O ESTADO DE S.PAULO - 02/01
Diante da evidência de que as pedaladas fiscais praticadas pela presidente Dilma Rousseff configuram crime de responsabilidade fiscal – o parecer unânime do Tribunal de Contas da União (TCU) não dá margens a qualquer tipo de dúvida quanto a isso –, vem surgindo uma tentativa canhestra de desqualificar o pedido de impeachment da presidente da República atualmente em análise pelo Congresso Nacional. Reconhece-se o descumprimento da Lei de Responsabilidade Fiscal, ou seja, admite-se o crime, mas procura-se tratá-lo como algo menor, incapaz de servir de fundamento para o impeachment.
Ao tratar as pedaladas fiscais como mero pecadilho, essa enviesada argumentação quer fazer crer que a retirada da presidente eleita pelo povo com base no argumento de crime de responsabilidade fiscal seria um castigo desproporcional. Vende-se a ideia de que se trata de uma punição severa demais para um simples escorregão, e que o precedente acarretaria séria instabilidade para os futuros governantes. O impeachment, afirmam os defensores dessa tese, deveria ser usado apenas em casos “graves”, como o fechamento do Congresso pelo Exército por ordem presidencial.
Tal argumentação cai por terra, no entanto, quando se analisam os fatos e a lei. A presidente Dilma Rousseff não é acusada de um mero descuido na gestão fiscal. O fundamento jurídico para o impeachment é a prática voluntária e reiterada de atos que ferem a Lei de Responsabilidade Fiscal.
A defesa da presidente Dilma apresentada no TCU comprova sua plena consciência a respeito das pedaladas fiscais, fato esse corroborado por seus discursos. Ela não diz que não “pedalou”. Ela insiste em dizer, à revelia da lei, que podia e devia “pedalar”.
O descumprimento da Lei de Responsabilidade Fiscal está longe de ser um “crime menor”. Afinal, refere-se ao modo como os governantes devem gerir o dinheiro público.
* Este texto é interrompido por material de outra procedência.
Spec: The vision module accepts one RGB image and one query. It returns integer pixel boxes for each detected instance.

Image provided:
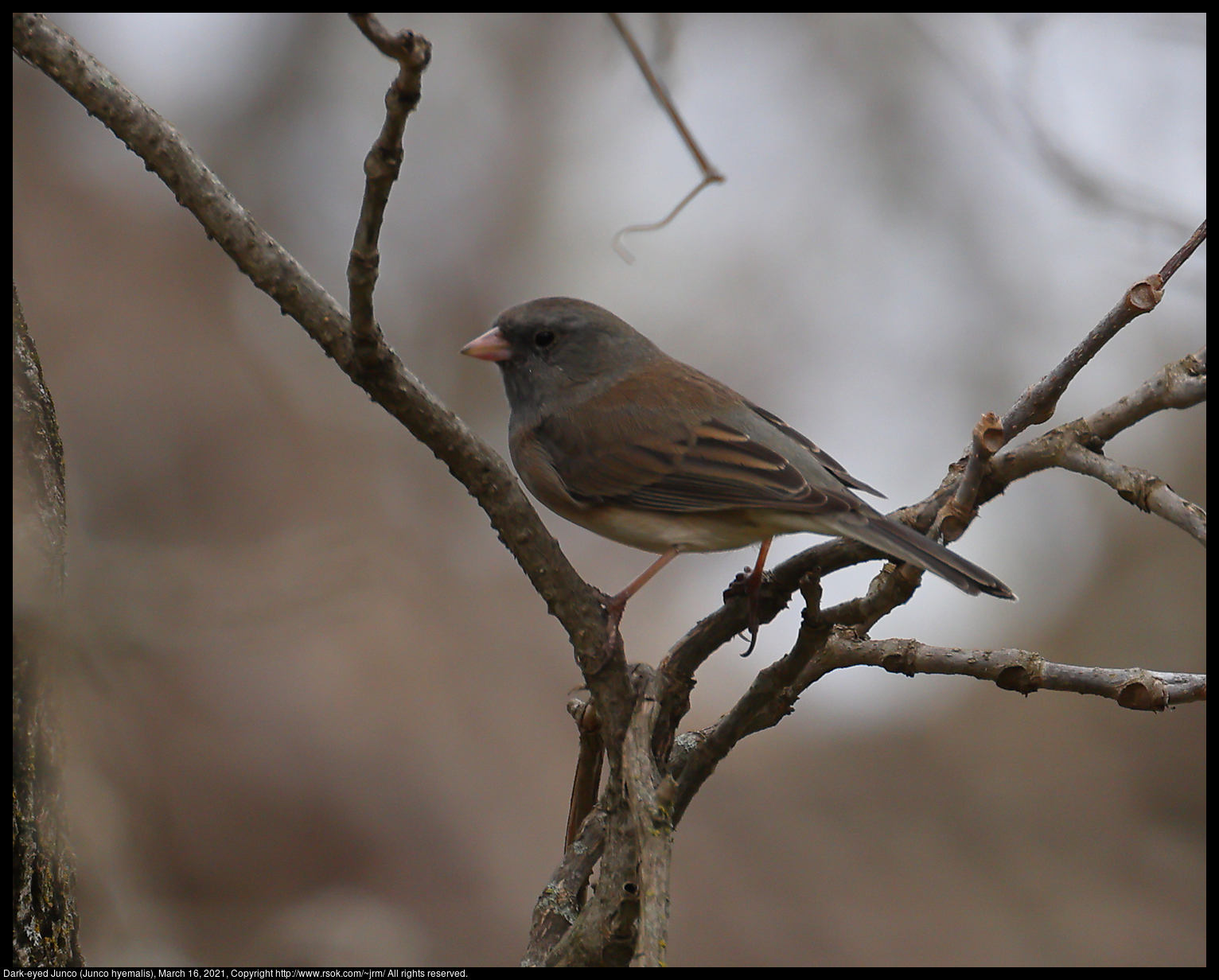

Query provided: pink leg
[606,547,680,623]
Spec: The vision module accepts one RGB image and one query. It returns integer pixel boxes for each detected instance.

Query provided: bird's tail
[839,513,1015,598]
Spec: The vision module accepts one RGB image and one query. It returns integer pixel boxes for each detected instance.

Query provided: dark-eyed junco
[462,296,1015,618]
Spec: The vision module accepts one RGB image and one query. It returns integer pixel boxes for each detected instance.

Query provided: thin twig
[608,14,726,262]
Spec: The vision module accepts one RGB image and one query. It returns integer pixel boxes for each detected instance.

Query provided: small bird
[461,296,1015,650]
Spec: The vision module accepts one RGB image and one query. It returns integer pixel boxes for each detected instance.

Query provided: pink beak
[461,327,512,361]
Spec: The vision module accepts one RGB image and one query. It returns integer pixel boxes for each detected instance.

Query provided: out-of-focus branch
[14,7,633,741]
[608,14,726,262]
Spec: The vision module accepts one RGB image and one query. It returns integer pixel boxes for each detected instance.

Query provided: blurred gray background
[14,14,1207,966]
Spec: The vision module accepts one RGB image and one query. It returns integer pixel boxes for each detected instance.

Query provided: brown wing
[532,362,870,513]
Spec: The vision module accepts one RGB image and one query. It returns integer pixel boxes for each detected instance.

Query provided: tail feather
[840,513,1015,600]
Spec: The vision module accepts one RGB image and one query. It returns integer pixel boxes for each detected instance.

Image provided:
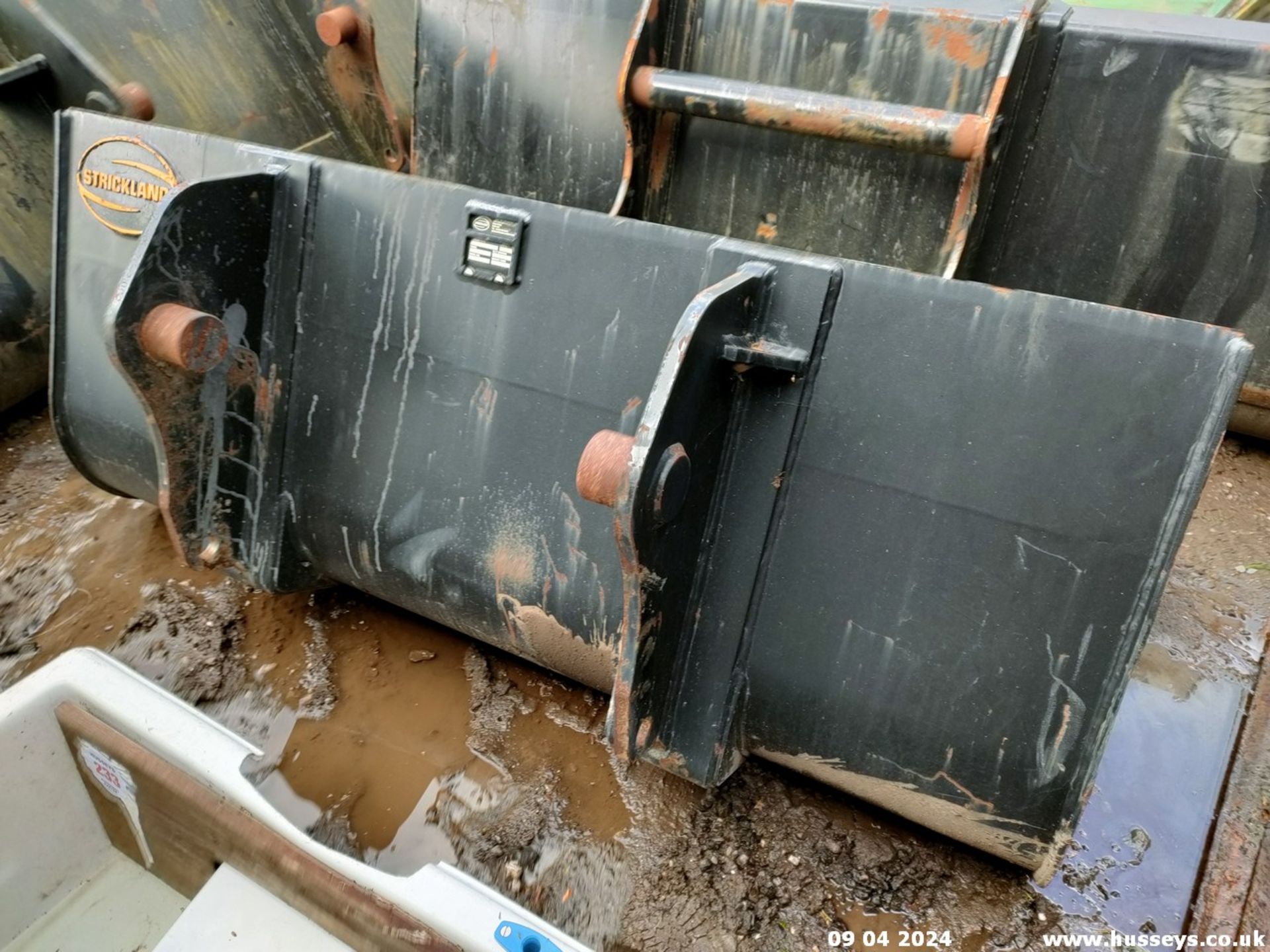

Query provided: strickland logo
[75,136,177,236]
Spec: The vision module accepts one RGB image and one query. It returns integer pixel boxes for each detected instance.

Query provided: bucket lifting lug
[577,262,806,767]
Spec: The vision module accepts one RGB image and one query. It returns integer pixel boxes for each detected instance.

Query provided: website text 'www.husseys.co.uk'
[1041,929,1266,949]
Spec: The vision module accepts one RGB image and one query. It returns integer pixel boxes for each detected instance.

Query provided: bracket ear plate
[578,243,837,783]
[106,167,316,586]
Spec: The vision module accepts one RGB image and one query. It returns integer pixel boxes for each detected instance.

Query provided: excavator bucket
[52,106,1251,876]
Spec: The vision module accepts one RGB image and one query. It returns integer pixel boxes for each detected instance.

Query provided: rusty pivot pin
[315,4,362,47]
[137,303,230,373]
[575,430,692,526]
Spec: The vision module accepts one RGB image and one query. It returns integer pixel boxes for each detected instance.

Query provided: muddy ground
[0,406,1270,952]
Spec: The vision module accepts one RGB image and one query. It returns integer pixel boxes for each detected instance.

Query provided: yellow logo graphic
[75,136,177,236]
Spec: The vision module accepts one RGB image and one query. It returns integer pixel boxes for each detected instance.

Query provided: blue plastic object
[494,919,560,952]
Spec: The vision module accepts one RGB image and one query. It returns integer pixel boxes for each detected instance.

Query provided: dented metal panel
[965,9,1270,406]
[54,113,1248,869]
[0,0,414,409]
[644,0,1026,273]
[414,0,649,211]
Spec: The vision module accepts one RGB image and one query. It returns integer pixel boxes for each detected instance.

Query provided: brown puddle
[235,589,628,873]
[0,406,1270,952]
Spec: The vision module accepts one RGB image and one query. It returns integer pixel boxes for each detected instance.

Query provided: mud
[0,403,1270,952]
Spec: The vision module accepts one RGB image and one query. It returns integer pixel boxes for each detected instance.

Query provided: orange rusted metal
[137,303,230,373]
[577,430,635,506]
[114,83,155,122]
[316,4,362,47]
[630,66,992,161]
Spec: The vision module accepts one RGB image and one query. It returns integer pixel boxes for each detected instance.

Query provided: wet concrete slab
[0,403,1270,952]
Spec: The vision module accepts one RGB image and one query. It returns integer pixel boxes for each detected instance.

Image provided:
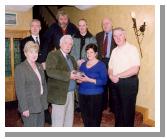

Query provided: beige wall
[61,5,155,120]
[5,9,32,30]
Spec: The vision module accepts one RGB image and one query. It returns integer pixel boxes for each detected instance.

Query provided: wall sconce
[131,12,146,57]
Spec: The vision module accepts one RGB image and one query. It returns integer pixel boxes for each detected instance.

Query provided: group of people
[15,11,140,127]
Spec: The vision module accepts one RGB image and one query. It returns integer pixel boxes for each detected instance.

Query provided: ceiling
[5,5,96,12]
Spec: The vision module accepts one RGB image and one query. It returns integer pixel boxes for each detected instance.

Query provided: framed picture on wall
[5,13,17,25]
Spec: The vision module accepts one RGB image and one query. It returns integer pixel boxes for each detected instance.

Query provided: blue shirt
[78,61,107,95]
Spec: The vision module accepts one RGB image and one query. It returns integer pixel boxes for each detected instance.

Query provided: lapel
[57,49,71,71]
[25,60,43,83]
[30,35,35,43]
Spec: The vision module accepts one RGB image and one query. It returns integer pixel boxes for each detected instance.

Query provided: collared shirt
[31,35,40,44]
[108,42,140,75]
[104,31,112,58]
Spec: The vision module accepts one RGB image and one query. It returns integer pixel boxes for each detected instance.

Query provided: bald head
[102,17,112,32]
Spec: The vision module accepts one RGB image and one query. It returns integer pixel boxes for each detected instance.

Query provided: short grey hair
[60,35,73,46]
[56,10,69,20]
[30,19,41,26]
[113,27,126,38]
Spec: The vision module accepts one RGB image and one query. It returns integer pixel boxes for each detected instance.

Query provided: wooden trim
[136,105,155,127]
[5,30,30,38]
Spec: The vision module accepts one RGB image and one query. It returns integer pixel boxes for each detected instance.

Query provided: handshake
[72,70,85,78]
[71,70,86,80]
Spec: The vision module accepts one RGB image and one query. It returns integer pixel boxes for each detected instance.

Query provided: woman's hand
[22,110,30,117]
[77,59,85,67]
[109,75,119,83]
[79,75,96,84]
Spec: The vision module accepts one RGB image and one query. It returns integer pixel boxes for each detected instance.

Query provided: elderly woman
[109,27,140,127]
[78,44,107,127]
[15,41,48,127]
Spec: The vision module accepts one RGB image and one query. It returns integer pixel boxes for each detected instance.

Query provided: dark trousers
[102,58,114,111]
[79,94,103,127]
[21,111,45,127]
[112,76,138,127]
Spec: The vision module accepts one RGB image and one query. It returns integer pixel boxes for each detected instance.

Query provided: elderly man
[96,17,115,111]
[108,27,140,127]
[46,35,77,127]
[44,10,78,52]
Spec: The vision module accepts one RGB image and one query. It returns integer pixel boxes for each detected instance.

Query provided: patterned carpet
[5,102,148,127]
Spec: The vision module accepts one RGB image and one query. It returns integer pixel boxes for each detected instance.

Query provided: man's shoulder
[21,35,33,43]
[96,31,104,37]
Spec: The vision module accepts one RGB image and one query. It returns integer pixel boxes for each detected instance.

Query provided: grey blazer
[15,60,48,113]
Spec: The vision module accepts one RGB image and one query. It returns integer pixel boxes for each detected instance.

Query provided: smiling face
[60,38,73,54]
[78,20,87,34]
[86,48,97,60]
[31,20,41,36]
[58,15,68,29]
[25,49,38,63]
[113,30,126,46]
[102,18,112,32]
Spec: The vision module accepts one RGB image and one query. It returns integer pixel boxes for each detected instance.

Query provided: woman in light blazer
[15,41,48,127]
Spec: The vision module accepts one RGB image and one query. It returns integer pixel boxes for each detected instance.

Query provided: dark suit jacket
[15,60,48,113]
[46,50,77,105]
[96,31,116,59]
[20,35,47,63]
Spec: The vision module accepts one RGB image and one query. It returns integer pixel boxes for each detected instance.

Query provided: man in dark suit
[43,10,79,52]
[46,35,77,127]
[96,18,115,110]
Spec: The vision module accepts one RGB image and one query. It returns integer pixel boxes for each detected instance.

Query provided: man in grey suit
[46,35,77,127]
[15,41,48,127]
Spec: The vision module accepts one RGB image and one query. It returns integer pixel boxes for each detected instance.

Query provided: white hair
[113,27,126,38]
[60,35,73,46]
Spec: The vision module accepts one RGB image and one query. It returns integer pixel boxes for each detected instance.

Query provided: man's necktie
[35,37,39,45]
[102,33,108,57]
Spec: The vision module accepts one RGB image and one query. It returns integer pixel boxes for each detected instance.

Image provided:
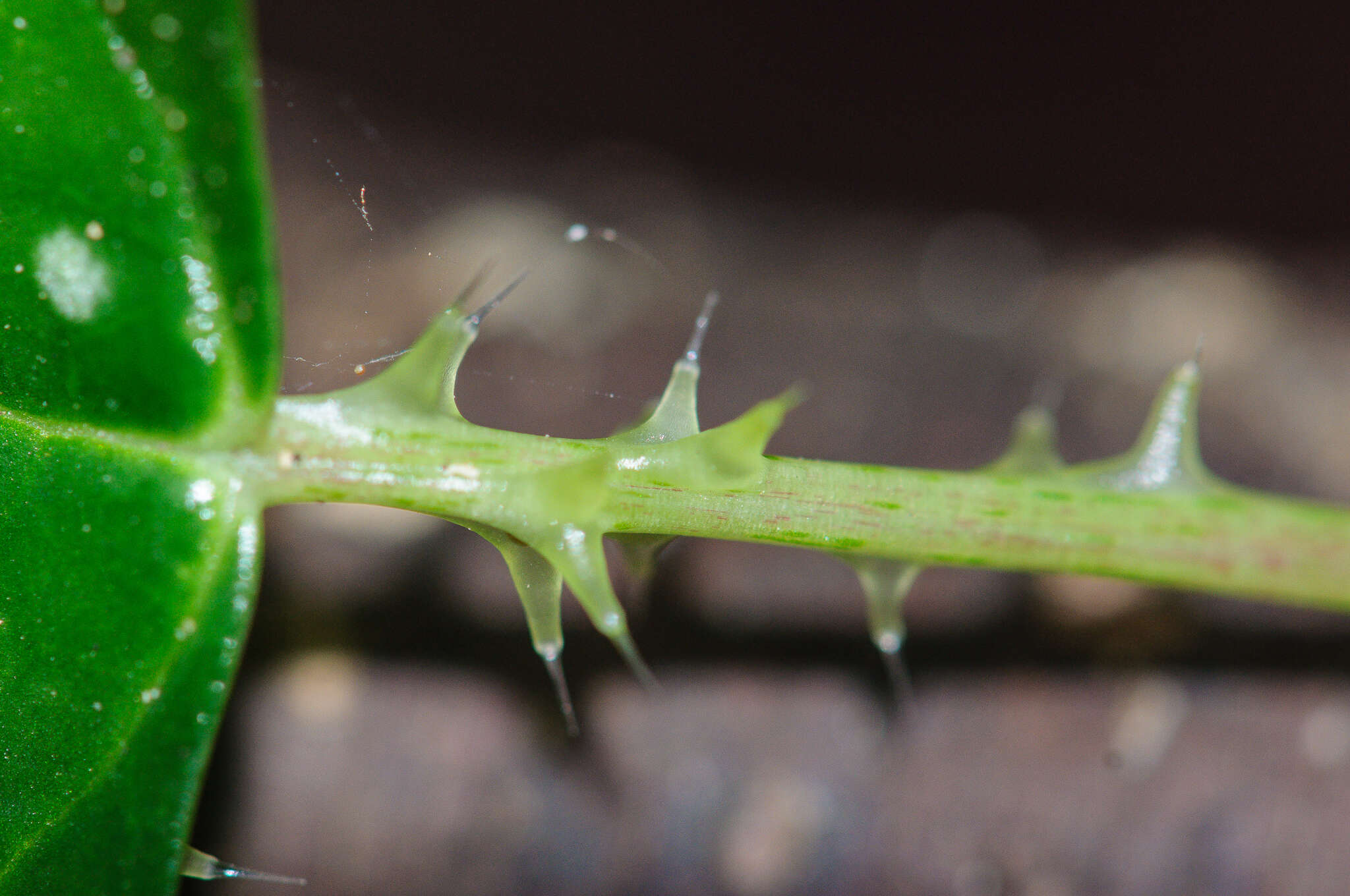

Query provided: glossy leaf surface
[0,0,278,896]
[0,0,278,444]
Dizer que as pedaladas fiscais não têm muita importância é o mesmo que defender uma gestão arbitrária dos recursos públicos, à revelia da lei. Além dos graves danos causados à economia do País – basta ver a atual recessão brasileira –, uma política fiscal irresponsável fere a democracia.
Aqui está um dos sofismas da frágil argumentação a favor da presidente Dilma Rousseff. O pedido de impeachment baseado juridicamente nas pedaladas fiscais seria uma tentativa de fazer prevalecer uma lei “burocrática” – a Lei de Responsabilidade Fiscal – sobre a vontade popular manifestada nas urnas em 2014. Ora, tal disjuntiva é absolutamente falsa.
As pedaladas fiscais significam uma gestão antidemocrática do dinheiro público – e aí reside a sua gravidade. O respeito à Lei de Responsabilidade Fiscal não é um detalhe contábil. Trata-se da garantia de que a gestão do dinheiro público se submete ao crivo democrático.
E é contra isso que a presidente Dilma se rebela. Desejaria poder fazer o que bem entende com o dinheiro público. Isso não é nada democrático. Não basta que o governante não ponha dinheiro público em seu próprio bolso, é preciso gastá-lo respeitando a voz popular expressa na lei.
Também é pernicioso o argumento de que o impeachment com base nas pedaladas fiscais trará instabilidade ao sistema político. É o contrário. Será uma mensagem muito clara a todos os políticos de que o cargo público deve ser exercido de acordo com a lei.
A sociedade já deixou evidente que não quer uma estabilidade institucional de fachada, mantida à custa de esconder os ilícitos embaixo do tapete. A estabilidade alcançada por meio da impunidade é uma falsa estabilidade.
Não pode prosperar a tentativa de matizar os efeitos da lei com vistas a tolerar certo grau de ilicitude na vida pública. Isso é antidemocrático. Essa foi a grande lição para o Brasil quando – desproporcionalmente, diriam os defensores da Dilma – o presidente Fernando Collor sofreu o impeachment por causa de um Fiat Elba. Foi uma vitória da lei, foi uma vitória da democracia.